We further overexpressed cricRNA-0068481 in AC16 cells by transfecting p-circRNA-0068481 (Figure 3A). Accordingly, the expression of miR-646 (Figure 3B), miR-570 (Figure 3C) and miR-885 (Figure 3D) was remarkably suppressed in AC16 cells by p-circRNA-0068481, whereas the expression of EYA3 mRNA (Figure 3E) and protein (Figure 3F) was notably increased in AC16 cells. Meanwhile, the expression of circRNA-0068481 was repressed in AC16 cells by cricRNA-0068481 siRNA (Figure 4A).

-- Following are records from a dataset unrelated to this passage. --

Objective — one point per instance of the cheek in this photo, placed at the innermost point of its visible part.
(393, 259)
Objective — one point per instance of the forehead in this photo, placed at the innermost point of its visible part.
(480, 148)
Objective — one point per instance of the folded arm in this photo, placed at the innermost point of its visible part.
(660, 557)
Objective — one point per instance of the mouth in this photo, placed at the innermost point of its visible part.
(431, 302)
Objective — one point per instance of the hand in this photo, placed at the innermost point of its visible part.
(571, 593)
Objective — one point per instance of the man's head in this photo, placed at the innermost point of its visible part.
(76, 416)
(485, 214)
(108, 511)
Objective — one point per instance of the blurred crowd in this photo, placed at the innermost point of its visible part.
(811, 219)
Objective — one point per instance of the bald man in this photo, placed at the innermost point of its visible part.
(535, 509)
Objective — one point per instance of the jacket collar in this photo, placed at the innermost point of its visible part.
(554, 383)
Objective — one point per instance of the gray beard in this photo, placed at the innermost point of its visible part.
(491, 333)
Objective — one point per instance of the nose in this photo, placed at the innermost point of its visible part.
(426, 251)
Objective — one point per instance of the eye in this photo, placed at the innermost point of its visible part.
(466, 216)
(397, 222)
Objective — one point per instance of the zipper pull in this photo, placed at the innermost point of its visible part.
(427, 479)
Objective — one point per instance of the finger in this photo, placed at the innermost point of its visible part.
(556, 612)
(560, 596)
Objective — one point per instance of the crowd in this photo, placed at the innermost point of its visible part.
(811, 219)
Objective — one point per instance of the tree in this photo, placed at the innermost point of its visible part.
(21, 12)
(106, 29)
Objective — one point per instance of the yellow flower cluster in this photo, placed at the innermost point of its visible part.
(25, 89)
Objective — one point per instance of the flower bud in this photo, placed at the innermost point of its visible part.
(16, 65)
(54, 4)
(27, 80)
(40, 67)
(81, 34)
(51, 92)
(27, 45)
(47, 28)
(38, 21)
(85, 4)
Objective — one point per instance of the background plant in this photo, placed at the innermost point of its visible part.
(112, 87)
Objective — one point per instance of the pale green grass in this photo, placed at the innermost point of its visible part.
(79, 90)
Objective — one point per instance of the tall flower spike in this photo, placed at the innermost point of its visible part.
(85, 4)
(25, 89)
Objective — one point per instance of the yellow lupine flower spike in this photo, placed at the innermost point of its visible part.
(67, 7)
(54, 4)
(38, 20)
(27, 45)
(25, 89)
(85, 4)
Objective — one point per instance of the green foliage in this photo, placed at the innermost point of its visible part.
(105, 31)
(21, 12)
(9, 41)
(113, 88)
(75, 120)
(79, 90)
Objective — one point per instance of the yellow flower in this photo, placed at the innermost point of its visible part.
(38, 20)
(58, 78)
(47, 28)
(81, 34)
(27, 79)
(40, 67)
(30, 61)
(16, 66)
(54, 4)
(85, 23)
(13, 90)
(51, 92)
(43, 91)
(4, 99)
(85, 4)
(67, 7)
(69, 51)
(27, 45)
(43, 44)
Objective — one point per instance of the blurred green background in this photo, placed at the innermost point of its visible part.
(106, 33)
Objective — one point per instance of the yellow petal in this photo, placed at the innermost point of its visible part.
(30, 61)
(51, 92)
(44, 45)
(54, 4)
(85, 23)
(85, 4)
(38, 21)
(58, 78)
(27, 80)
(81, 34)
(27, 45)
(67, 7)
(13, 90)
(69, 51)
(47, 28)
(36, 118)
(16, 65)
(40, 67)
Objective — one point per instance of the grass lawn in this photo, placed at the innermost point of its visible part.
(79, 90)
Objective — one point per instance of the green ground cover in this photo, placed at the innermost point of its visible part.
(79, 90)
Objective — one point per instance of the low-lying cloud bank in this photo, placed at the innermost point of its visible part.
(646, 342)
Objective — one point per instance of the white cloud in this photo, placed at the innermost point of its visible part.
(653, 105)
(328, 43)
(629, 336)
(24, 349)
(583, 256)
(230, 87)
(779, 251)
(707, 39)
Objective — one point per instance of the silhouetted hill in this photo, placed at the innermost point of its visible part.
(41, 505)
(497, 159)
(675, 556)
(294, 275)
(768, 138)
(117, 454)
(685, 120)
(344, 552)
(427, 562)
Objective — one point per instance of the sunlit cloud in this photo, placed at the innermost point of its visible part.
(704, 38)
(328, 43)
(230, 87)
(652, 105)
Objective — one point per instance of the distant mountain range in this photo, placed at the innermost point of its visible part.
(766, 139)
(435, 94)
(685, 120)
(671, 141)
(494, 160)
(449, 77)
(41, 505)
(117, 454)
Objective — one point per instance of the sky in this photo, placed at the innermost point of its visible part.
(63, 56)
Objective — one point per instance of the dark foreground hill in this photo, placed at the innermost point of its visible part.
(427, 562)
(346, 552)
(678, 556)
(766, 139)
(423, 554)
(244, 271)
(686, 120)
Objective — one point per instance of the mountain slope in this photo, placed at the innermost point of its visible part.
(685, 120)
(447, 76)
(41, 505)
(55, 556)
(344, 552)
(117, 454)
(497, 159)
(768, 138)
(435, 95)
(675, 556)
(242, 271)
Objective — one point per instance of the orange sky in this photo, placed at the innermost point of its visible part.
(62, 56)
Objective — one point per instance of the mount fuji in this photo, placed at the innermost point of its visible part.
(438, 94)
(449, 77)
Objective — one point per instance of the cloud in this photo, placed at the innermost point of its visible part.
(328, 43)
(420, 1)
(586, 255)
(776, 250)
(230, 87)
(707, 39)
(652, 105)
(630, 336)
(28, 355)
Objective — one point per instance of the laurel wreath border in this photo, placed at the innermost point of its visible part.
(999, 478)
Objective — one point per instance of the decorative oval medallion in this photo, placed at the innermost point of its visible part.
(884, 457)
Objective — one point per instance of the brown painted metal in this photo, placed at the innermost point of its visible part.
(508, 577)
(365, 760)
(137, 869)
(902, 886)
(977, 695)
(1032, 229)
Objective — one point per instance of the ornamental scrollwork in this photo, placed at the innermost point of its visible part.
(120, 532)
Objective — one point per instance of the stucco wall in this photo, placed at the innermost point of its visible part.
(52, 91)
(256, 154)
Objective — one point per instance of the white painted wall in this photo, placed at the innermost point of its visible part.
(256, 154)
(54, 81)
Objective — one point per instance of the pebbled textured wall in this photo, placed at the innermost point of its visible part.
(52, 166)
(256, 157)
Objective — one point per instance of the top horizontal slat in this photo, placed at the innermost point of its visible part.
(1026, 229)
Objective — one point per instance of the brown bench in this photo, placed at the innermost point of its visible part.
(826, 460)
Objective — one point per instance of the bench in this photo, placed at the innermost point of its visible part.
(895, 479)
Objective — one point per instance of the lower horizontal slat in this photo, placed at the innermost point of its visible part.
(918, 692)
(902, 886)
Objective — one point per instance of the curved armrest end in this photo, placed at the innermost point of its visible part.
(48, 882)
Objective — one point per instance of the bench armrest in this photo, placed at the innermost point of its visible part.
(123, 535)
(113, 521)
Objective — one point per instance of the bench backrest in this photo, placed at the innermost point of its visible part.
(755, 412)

As a result, the expression of miR-646 (Figure 4B), miR-570 (Figure 4C) and miR-885 (Figure 4D) was remarkably increased in AC16 cells by circRNA-0068481 siRNA. The expression of EYA3 mRNA (Figure 4E) and protein (Figure 4F) was significantly suppressed in AC16 cells by circRNA-0068481 siRNA.

4 DISCUSSION

PAH can lead to right ventricular (RV) disorder, a death leading morbidity.^{26, 27} The prognosis of PAH is highly associated with certain RV parameters, including right atrial pressure and cardiac index.^{5, 28, 29} Wilkins et al found that sildenafil treatment reduced RV mass.³⁰ Galie et al revealed that bosentan therapy was linked to enhancement in RV systolic functions.³¹ In this study, we recruited PAH patients with or without RVH to explore the mechanistic role of circRNA-0068481. We found that RVH was significantly related with increased circRNA-0068481 expression and decreased miR-646 and miR-570 expression, which were proved to act as potential biomarkers for RVH diagnosis.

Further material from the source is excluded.